Cross sex steroids refers to providing medical treatment with hormones to cause the secondary sexual characteristics of the affirmed gender (i.e., giving estrogen to a natal male who affirms a female identity). In conjunction with GnRH analog, cross sex steroids can be given at lower doses and with improved effect. Treatment with cross sex hormones leads to some changes that are irreversible and should be treated with respect. Typically, this is considered in children after age 16 in discussion with their family and mental health professional, however, each case must be taken individually. In youth who present at a later stage of puberty, cross sex steroids alone may be the preferred treatment. Mammoplasty for natal females is often performed around age 16 if desired. After age 17 some transgender adults may pursue genital surgical options to achieve their affirmed gender [6].

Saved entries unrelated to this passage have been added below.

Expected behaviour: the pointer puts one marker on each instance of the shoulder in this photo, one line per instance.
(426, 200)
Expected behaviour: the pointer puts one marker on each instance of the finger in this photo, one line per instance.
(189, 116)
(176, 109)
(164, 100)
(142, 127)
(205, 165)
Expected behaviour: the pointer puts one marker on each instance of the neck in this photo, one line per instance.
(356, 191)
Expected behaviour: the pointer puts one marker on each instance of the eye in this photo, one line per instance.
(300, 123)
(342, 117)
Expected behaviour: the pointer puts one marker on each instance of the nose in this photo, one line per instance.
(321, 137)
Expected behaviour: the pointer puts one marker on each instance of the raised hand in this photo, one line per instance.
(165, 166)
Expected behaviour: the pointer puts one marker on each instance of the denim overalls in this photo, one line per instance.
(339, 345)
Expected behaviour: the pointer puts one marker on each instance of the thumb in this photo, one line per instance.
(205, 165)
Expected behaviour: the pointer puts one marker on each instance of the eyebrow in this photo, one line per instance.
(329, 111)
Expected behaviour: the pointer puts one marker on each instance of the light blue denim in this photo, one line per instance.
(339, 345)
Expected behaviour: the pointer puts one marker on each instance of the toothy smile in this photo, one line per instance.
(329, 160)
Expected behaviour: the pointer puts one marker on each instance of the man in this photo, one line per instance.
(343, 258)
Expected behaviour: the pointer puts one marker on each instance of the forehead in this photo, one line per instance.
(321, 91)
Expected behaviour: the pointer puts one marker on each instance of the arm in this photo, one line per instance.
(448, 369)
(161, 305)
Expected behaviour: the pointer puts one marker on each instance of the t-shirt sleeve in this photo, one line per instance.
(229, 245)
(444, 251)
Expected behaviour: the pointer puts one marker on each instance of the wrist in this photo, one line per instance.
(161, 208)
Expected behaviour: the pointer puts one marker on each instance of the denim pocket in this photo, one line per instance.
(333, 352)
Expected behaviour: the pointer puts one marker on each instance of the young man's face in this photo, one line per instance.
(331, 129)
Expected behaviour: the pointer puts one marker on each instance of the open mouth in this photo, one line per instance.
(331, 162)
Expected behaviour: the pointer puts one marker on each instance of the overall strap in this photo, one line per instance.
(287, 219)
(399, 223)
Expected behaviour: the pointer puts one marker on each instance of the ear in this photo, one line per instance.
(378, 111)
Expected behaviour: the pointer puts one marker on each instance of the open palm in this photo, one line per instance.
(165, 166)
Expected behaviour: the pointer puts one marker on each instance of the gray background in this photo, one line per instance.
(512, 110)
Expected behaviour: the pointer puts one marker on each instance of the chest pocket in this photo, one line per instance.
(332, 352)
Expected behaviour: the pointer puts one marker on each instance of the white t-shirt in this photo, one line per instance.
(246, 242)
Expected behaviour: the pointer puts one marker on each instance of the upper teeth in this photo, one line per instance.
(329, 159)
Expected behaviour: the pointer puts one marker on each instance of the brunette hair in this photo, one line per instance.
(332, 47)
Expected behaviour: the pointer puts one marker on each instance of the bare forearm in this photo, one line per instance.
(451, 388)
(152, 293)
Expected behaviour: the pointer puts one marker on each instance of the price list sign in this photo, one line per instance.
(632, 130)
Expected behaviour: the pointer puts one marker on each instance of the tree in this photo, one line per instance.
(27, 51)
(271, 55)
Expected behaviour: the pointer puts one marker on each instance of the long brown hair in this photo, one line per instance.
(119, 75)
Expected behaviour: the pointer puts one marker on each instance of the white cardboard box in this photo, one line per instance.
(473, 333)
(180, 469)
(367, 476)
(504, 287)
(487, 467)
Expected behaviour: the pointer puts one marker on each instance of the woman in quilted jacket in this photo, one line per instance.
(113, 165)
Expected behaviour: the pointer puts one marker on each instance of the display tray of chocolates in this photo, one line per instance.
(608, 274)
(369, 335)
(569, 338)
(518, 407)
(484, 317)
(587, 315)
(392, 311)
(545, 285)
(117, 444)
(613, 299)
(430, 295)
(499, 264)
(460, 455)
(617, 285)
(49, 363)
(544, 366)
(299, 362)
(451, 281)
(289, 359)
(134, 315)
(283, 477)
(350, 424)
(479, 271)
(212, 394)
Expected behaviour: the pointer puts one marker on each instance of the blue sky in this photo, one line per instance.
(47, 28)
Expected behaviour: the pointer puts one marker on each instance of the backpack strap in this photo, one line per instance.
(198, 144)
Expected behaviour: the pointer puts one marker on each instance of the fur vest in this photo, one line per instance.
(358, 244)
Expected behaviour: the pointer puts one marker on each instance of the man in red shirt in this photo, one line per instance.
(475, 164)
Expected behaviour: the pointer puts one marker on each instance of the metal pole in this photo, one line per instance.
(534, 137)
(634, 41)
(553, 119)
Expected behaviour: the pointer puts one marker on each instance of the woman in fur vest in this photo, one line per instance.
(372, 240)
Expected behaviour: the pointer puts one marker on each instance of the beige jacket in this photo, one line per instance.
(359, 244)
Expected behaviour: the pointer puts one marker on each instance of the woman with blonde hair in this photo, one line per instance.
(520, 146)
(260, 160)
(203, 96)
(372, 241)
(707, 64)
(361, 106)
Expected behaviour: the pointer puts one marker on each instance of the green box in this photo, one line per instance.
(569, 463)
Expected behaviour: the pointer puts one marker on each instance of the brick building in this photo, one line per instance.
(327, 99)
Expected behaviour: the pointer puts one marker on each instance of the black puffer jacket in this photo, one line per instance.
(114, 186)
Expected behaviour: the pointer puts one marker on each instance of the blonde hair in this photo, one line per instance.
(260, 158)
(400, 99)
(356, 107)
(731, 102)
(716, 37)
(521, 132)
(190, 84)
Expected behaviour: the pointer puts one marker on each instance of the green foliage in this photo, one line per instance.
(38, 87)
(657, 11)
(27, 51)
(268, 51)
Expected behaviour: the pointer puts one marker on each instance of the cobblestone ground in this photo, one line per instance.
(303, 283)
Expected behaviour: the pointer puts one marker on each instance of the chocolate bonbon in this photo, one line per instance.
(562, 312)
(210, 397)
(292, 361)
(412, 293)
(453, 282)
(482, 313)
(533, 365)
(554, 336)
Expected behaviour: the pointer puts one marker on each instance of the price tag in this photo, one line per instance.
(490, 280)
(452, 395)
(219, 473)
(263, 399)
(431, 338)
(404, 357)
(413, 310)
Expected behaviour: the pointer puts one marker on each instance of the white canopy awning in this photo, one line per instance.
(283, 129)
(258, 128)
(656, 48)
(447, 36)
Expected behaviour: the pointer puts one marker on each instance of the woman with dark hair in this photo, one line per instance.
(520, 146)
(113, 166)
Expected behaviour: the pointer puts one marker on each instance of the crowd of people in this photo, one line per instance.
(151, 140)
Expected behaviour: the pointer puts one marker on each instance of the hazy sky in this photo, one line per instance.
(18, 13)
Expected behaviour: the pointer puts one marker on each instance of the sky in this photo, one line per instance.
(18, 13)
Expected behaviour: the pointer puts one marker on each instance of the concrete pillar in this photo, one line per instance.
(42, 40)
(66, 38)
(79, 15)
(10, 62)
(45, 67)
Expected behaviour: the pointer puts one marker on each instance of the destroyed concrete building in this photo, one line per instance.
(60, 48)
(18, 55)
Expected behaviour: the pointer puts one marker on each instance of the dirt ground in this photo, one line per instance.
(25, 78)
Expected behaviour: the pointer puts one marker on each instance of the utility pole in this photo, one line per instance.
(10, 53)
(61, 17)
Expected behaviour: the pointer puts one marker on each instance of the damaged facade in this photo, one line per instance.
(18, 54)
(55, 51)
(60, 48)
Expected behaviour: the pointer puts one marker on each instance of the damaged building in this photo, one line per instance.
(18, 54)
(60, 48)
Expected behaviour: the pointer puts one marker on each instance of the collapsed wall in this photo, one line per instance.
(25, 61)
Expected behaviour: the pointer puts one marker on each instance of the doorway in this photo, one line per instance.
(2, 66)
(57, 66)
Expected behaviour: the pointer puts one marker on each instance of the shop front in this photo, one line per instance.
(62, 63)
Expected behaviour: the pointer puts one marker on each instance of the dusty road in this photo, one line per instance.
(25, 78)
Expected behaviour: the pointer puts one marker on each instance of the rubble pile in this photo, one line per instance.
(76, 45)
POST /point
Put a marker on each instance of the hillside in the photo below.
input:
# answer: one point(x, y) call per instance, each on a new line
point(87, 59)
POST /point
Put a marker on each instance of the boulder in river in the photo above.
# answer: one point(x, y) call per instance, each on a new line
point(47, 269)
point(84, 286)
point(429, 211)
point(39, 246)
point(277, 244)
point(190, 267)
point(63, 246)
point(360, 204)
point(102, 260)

Since 1998, the Endocrine Division at Boston Children’s Hospital has been evaluating and treating youths with gender dysphoria. In 2007, the hospital created the first multidisciplinary gender-identity clinic in North America, the Gender Management Service (GeMS), to provide medical treatment of disorders of sex development to youths with gender dysphoria. The team initially included a pediatric endocrinologist, urologist, and psychologist. From 1998 through 2006, before the start of the GeMS clinic, the Endocrine Division at Boston Children’s Hospital accepted patients with gender dysphoria who provided a letter of referral from a mental health professional familiar with gender issues. Most patients were in late puberty at the time of referral. Cross-sex hormone treatment was offered when appropriate. All patients had entered puberty, were participating in ongoing psychotherapy, and had parental support. Upon the establishment of the clinic in January 2007, the clinic began to see pre-pubertal children and those with gender dysphoria who were in the early stages of puberty were offered pubertal suppression with GnRH analogs if they could obtain it. The number of patients presenting increased from 4.5 patients per year from 1998-2006 to 91 patients per year from 2007- 2009 following the start of the GeMS clinic [8].

A significant proportion of transgender youth struggle with mental health issues and all guidelines require close communication with mental health providers. Gender dysphoric children have a higher risk of behavioral and emotional issues as well as a higher risk of suicidal ideation and attempts [9,10]. From the cases reviewed in the GeMS clinic 44.3% presented with a significant psychiatric history including 20.6% reporting self-mutilation at least once and 9.3% attempting suicide at least once. Other psychiatric diagnoses included general anxiety disorder (7%), bipolar disorder (7%), pervasive developmental disorder (non-autism) (4%), eating disorder (3%), attention-deficit disorder (2%), autism (1%), panic disorder (1%) and posttraumatic stress disorder (1%) [8].

However, newer studies evaluating the long term impact of treatment of gender dysphoria reveal after gender reassignment in young adulthood, gender dysphoria was alleviated and psychological functioning had steady improvement. Well-being was better or similar than same-age young adults from the general population [11]. These results are tremendously encouraging for providers caring for transgender youth however more research is needed to understand the long term health implications from medical interventions, such as the impact on fertility by cross sex steroids. New challenges are arising as more and more transgender youth are no longer presenting as affirming a pure male or female gender but continue to explore gender on a continuum.